Going all in
Time to go
Two Deadlines and an Exit
By JOHN F. KERRY
Published: April 5, 2006
WE are now in the third war in Iraq in as many years. The first was against Saddam Hussein and his supposed weapons of mass destruction. The second was against terrorists whom, the administration said, it was better to fight over there than here. Now we find our troops in the middle of an escalating civil war.
Half of the service members listed on the Vietnam Memorial Wall died after America's leaders knew our strategy would not work. It was immoral then and it would be immoral now to engage in the same delusion. We want democracy in Iraq, but Iraqis must want it as much as we do. Our valiant soldiers can't bring democracy to Iraq if Iraq's leaders are unwilling themselves to make the compromises that democracy requires.
As our generals have said, the war cannot be won militarily. It must be won politically. No American soldier should be sacrificed because Iraqi politicians refuse to resolve their ethnic and political differences.
So far, Iraqi leaders have responded only to deadlines — a deadline to transfer authority to a provisional government, and a deadline to hold three elections.
Now we must set another deadline to extricate our troops and get Iraq up on its own two feet.
Iraqi politicians should be told that they have until May 15 to put together an effective unity government or we will immediately withdraw our military............
To increase the pressure on Iraq's leaders, we must redeploy American forces to garrisoned status. Troops should be used for security backup, training and emergency response; we should leave routine patrols to Iraqi forces. Special operations against Al Qaeda and other foreign terrorists in Iraq should be initiated only on hard intelligence leads.
We will defeat Al Qaeda faster when we stop serving as its best recruitment tool. Iraqis ultimately will not tolerate foreign jihadists on their soil, and the United States will be able to maintain an over-the-horizon troop presence with rapid response capacity. An exit from Iraq will also strengthen our hand in dealing with the Iranian nuclear threat and allow us to repair the damage of repeated deployments, which flag officers believe has strained military readiness and morale.
This should have been proposed last summer. Bush didn't want to do it.
What he is basically suggesting is what the US did in Vietnam after 1971, garrison up and withdraw.
The problem is that Sadr and the Kurds want this outcome. Dawa and SCIRI wouldn't last a month wihtout US troops. While Kerry thinks this is blackmail, Sadr has no reason to make a deal, the Kurds peshmerga can fend off the Iraqis for at least a year.
The people in the government are little better than bickering hens. They lack vision and have little, if any support in the populace. The Clerics have been unwilling to back a unitary Iraqi state by encouraging Shia men to join the cops and army until it was very late in the game. The Kurds want to leave Iraq and take Kirkuk with them. The Sunnis need a unified Iraq to survive.

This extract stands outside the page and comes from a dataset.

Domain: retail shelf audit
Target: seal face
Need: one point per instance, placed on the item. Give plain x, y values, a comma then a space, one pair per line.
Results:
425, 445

The problem is that few people have a stake in a unified Iraq and threatening to pull US troops makes them look like puppets. If I was a Sadrist or a resistance member, I would love an ultimatum like this. If the government bent to the US, any legitimacy would fly out the window. If they didn't, they would be too weak to suruvive anyway.
It seems like a viable solution, but it really is the trigger to the civil war.